Laksamana.id // Lampung
Komisi Pemberantasan Korupsi (KPK) RI, ternyata sedang mengusut kasus terbitnya Peraturan Gubernur (Pergub) Lampung Nomor 33 Tahun 2020 Tentang Tata Kelola Panen dan Produktivitas Tanaman Tebu sebagaimana diubah dengan Pergub Lampung Nomor 19 Tahun 2023. Seperti diketahui Pergub yang diterbitkan Gebernur Lampung di era Arinal Djunaidi terkait Tata Kelola dan Peningkatan Produktifitas Panen Tebu ini telah dibatalkan Mahkamah Agung (MA) RI beberapa waktu lalu.

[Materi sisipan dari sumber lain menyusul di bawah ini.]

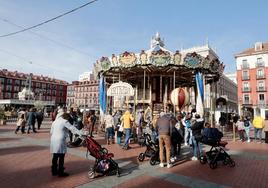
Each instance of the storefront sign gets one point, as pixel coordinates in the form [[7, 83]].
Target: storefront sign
[[120, 89]]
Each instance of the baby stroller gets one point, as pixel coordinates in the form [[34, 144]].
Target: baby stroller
[[216, 154], [152, 150], [104, 164]]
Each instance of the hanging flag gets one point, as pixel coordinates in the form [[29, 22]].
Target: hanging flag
[[200, 94], [102, 96]]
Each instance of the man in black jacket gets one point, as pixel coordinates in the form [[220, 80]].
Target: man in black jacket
[[197, 127], [31, 119]]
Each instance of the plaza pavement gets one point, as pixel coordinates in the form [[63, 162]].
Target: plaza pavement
[[25, 162]]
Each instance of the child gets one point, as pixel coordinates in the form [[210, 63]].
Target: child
[[21, 124]]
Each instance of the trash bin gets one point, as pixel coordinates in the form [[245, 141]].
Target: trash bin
[[266, 137]]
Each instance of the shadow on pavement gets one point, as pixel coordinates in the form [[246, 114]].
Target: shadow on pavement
[[21, 149], [8, 139], [41, 176]]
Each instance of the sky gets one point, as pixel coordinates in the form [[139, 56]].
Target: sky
[[70, 45]]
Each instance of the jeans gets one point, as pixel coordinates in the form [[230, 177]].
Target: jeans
[[31, 127], [256, 131], [241, 134], [58, 160], [187, 135], [128, 132], [164, 140], [197, 147], [247, 130], [20, 127], [175, 148], [110, 132]]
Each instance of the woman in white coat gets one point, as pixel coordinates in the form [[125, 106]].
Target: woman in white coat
[[58, 147]]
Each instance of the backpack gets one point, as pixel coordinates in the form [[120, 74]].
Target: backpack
[[187, 123], [246, 123]]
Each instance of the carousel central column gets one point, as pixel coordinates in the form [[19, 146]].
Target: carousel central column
[[174, 86], [144, 83]]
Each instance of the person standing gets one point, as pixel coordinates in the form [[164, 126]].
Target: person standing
[[21, 124], [92, 121], [58, 147], [258, 123], [266, 131], [187, 127], [241, 128], [164, 129], [31, 119], [127, 119], [247, 126], [197, 127], [176, 138], [117, 124], [109, 128], [139, 121], [39, 118]]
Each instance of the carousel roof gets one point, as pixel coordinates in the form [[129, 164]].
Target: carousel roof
[[159, 61]]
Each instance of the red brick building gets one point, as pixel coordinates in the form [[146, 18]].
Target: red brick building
[[83, 94], [252, 68], [44, 88]]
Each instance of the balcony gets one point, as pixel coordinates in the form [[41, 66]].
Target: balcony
[[260, 64], [262, 76], [247, 102], [261, 89], [246, 89], [246, 77], [245, 66], [262, 103]]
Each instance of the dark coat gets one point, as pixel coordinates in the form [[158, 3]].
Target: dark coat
[[197, 127], [31, 118]]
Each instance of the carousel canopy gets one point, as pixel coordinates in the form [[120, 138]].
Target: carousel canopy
[[159, 61]]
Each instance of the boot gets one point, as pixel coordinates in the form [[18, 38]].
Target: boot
[[61, 173], [54, 170]]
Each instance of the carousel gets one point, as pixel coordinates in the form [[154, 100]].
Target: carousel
[[157, 79]]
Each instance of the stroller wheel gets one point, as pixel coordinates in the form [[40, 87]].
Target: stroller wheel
[[213, 165], [152, 162], [203, 159], [118, 172], [91, 174], [104, 150], [141, 157], [231, 163]]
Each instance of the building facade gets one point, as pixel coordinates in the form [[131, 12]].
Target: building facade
[[232, 76], [83, 94], [43, 87], [252, 68], [225, 90]]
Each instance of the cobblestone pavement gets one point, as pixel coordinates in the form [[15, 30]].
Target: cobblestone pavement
[[25, 162]]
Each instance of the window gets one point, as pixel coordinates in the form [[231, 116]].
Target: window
[[245, 64], [259, 60], [261, 86], [246, 86], [260, 72], [261, 97], [245, 75], [246, 98]]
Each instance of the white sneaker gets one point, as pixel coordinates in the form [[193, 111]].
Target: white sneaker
[[194, 158], [169, 165]]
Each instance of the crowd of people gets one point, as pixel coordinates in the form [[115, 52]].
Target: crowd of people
[[245, 124], [27, 118], [170, 131]]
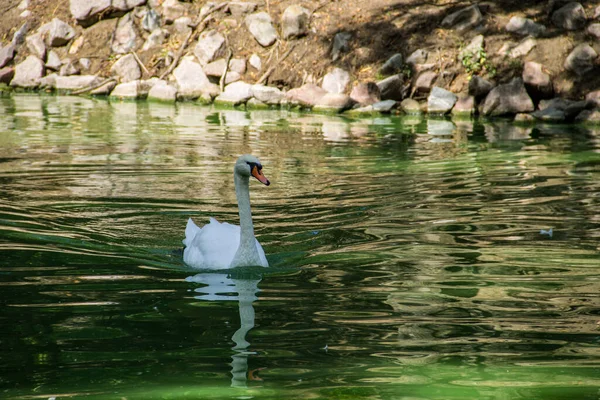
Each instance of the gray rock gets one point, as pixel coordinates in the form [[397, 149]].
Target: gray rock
[[28, 72], [125, 36], [163, 92], [341, 44], [6, 74], [126, 69], [75, 82], [538, 83], [509, 98], [571, 17], [128, 90], [479, 87], [392, 88], [7, 53], [241, 8], [208, 46], [36, 46], [440, 101], [261, 27], [464, 19], [525, 27], [295, 21], [267, 95], [57, 33], [235, 94], [191, 80], [366, 93], [581, 60], [53, 61], [393, 65], [336, 81]]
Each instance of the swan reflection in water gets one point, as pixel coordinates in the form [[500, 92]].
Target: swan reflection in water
[[219, 287]]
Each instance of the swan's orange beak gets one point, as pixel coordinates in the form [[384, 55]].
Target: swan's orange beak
[[257, 173]]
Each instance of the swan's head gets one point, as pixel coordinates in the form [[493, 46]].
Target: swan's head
[[248, 165]]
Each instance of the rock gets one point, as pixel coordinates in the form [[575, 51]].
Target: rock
[[235, 94], [306, 95], [125, 36], [128, 90], [255, 62], [191, 80], [594, 30], [127, 69], [479, 87], [36, 46], [295, 21], [465, 105], [155, 39], [465, 19], [151, 20], [410, 106], [209, 45], [341, 44], [261, 27], [336, 81], [7, 53], [267, 94], [393, 65], [571, 17], [57, 33], [239, 8], [75, 82], [509, 98], [425, 81], [525, 27], [334, 102], [538, 83], [53, 61], [581, 60], [28, 72], [440, 101], [6, 74], [366, 93], [163, 92], [392, 88]]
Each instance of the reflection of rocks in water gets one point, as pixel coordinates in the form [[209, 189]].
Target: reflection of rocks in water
[[221, 287]]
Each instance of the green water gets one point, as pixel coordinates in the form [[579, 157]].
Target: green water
[[410, 259]]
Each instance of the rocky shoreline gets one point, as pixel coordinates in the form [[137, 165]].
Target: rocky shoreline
[[188, 56]]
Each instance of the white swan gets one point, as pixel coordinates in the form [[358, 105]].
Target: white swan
[[222, 245]]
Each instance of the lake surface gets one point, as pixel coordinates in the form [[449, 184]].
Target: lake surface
[[410, 258]]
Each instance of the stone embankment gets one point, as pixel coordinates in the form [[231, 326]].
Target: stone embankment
[[191, 60]]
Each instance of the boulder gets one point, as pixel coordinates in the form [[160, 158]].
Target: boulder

“Informasinya persoalan ini sedang ditangani penyidik KPK. Dan KPK saat ini telah melayangkan pemanggilan permintaan keterangan terhadap beberapa pihak. Diantaranya pejabat Pemprov Lampung,” ujar sumber wartawan media be1lampung.com, Senin, 9 Desember 2024.

Adapun pejabat Pemprov Lampung yang dipanggil KPK yakni Kepala Biro Hukum Puadi Jailani,S.H.,M.H.

“Rencananya yang bersangkutan akan diperiksa hari Selasa, 10 Desember 2024 di Gedung KPK RI,” jelas sumber wartawan be1lampung.com ini kembali.

Dikonfirmasi, Kepala Biro Hukum Puadi Jailani,S.H.,M.H., membenarkan adanya panggilan dari KPK untuk dimintakan keterangan menyangkut Pergub Lampung Nomor 33 Tahun 2020 Tentang Tata Kelola Panen dan Produktivitas Tanaman Tebu yang telah dicabut Pemprov Lampung lantaran telah dibatalkan MA.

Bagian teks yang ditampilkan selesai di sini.